In contrast to some other countries, the escape of a prisoner from penal custody is not a criminal offence in Austria. A prison escape can therefore only result in an internal disciplinary penalty for the prisoner. However, anyone who frees or attempts to free a prisoner commits the offence of releasing prisoners under , unless they themselves are a prisoner.

=== Suicides and suicide attempts   ===
On average, up to 15 prisoners take their own lives in Austrian Justizanstalten every year. Suicide is an issue among prisoners serving multi-year sentences, but also among remand prisoners and (not counted here) persons in detention pending deportation. From 1947 to 1999 there were 410 documented suicides in the Austrian penal system. Experts suspect that the main cause of most suicides is the high level of stress, especially among new arrivals. In half of all completed suicides, a previous attempt had been made; in 37 percent of cases, an explicit announcement had preceded the suicide.

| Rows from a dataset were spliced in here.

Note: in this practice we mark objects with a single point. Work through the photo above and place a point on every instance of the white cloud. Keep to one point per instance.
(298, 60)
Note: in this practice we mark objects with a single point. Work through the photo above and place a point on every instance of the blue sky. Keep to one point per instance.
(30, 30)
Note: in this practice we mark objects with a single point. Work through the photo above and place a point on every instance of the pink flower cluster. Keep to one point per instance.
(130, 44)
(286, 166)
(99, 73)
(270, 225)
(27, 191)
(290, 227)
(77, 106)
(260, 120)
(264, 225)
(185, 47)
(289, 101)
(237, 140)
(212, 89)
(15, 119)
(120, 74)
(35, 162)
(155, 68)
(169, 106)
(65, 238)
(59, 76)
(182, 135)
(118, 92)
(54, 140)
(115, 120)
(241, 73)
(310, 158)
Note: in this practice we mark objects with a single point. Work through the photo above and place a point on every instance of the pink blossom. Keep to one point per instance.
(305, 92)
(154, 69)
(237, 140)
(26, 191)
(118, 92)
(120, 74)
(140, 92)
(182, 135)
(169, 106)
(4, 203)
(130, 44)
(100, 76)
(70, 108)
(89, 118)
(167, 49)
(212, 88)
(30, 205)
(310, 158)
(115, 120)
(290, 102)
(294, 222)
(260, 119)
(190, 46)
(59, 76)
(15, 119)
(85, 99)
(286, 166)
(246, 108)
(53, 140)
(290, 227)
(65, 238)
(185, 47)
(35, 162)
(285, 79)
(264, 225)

Between 2018 and 2022, however, the number of suicides declined. There were still twelve in 2018, nine in 2019, eight in 2020 and only six in 2022. Only the pandemic year 2021, with its contact restrictions, was an outlier with 15 cases. Afterwards, the figures deteriorated rapidly: there were 60 cases in 2024 and already 40 by September 2025.

For prevention, the VISCI (Viennese Instrument for Suicidality in Correctional Institutions) is used. This has a traffic-light system for the current risk level. If a prisoner expresses suicidal thoughts, he receives the status VISCI red (high danger, no solitary confinement or video surveillance, presentation to the psychiatrist) or VISCI yellow (danger, no solitary confinement or prolonged time alone). The imposition of measures and the downgrading of the traffic-light colour are the responsibility of the psychiatrist. The VISCI status is also displayed on the cell door. The measures range from placement in a special detention room (padded cell), video surveillance in dedicated cells (no cables, no cutlery, no crockery, etc.) to a prohibition on being alone in the cell for extended periods.

“Self-injury” is expressly prohibited under § 27 StVG.